Christophe Kantcheff  • 1 avril 2010 abonné·es

Nénette est une vedette. La vedette de la ménagerie du Jardin des plantes, à Paris. Elle y est arrivée en 1972, en provenance de Bornéo, alors qu’elle avait à peu près 3 ou 4 ans. Ce qui lui fait, aujourd’hui, plus de 40 ans. Un âge cacochyme pour un orang-outan. Nénette est la vedette du documentaire éponyme de Nicolas Philibert. Elle y occupe l’écran du début à la fin, ne le partageant que de temps à autre avec l’un de ses « fils », Tübo, que les responsables du zoo ont laissé à ses côtés pour qu’elle ne soit pas seule. Quand elle ne mange pas un yaourt ou ne fait pas, un peu ralentie, une cabriole avec Tübo, elle est filmée le plus souvent plein cadre, l’air assoupi, une paupière vaguement levée, mais attentive à se qui se passe autour d’elle.

Autour d’elle ? La caméra n’en montre rien. C’est par la bande-son que le hors-champ entre dans le film. Le hors-champ, c’est 600 000 visiteurs dans l’année. Ou, en l’occurrence, un choix de réflexions, très spontanées ou plus élaborées, que des familles, des touristes, des enfants… tiennent devant Nénette. Cette séparation de l’image et du son est la radicale et ingénieuse trouvaille de mise en scène qui fait basculer Nénette du film animalier au film sur l’Homme. Car il ne s’agit pas de ne rien voir de ce qu’on entend. Au contraire, on n’a peut-être jamais aussi bien montré ce que les humains projettent d’eux-mêmes sur un animal. Que celui-ci soit un singe, un orang-outan, augmente l’effet miroir. Seul, peut-être, le romancier Éric Chevillard, dans le drolatique Sans l’orang-outan (Minuit, 2007), y était parvenu, à sa manière.

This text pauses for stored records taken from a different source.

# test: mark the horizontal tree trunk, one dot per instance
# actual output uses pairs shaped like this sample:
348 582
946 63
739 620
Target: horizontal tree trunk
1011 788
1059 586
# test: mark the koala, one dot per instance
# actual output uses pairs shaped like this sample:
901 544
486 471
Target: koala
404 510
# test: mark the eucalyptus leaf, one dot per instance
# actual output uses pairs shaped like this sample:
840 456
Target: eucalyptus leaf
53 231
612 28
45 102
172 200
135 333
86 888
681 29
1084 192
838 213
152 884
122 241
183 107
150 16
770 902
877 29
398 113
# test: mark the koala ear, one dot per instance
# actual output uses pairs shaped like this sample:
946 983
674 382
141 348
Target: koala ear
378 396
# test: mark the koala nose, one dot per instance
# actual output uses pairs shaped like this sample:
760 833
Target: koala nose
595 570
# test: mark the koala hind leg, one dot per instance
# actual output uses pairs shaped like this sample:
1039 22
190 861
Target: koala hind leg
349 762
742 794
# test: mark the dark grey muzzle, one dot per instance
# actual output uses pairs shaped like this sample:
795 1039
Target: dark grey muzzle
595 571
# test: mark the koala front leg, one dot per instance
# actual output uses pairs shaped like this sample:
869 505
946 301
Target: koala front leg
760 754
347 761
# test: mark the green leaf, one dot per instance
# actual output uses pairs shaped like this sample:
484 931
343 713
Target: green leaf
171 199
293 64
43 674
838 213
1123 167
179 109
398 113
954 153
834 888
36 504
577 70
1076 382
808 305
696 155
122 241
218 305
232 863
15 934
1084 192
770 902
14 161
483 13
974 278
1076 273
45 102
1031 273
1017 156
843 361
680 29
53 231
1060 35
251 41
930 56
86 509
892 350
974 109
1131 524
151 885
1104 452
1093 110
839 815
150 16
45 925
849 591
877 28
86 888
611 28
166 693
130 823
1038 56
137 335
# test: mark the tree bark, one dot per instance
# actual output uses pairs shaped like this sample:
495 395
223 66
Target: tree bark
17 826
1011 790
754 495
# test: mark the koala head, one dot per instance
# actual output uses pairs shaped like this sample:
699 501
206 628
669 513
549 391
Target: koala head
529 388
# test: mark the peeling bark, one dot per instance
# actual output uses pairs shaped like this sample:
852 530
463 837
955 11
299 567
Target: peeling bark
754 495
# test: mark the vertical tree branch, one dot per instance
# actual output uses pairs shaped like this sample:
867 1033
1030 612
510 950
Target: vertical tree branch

Hormis les réjouissants éclats de rires enfantins devant les singeries de Nénette et de son fils, les paroles prononcées commentent ou interrogent ce qui se passe derrière la vitre du zoo. Le recours à l’anthropomorphisme est le plus commode, le plus familier, le plus rassurant. Même les soignants, eux aussi hors champ, qui témoignent de leur relation avec Nénette, y ont recours. Nénette est un film à double fond. À la surface, le portrait d’un orang-outan exceptionnel. En sous-main, une invitation au mystère insondable du règne animal.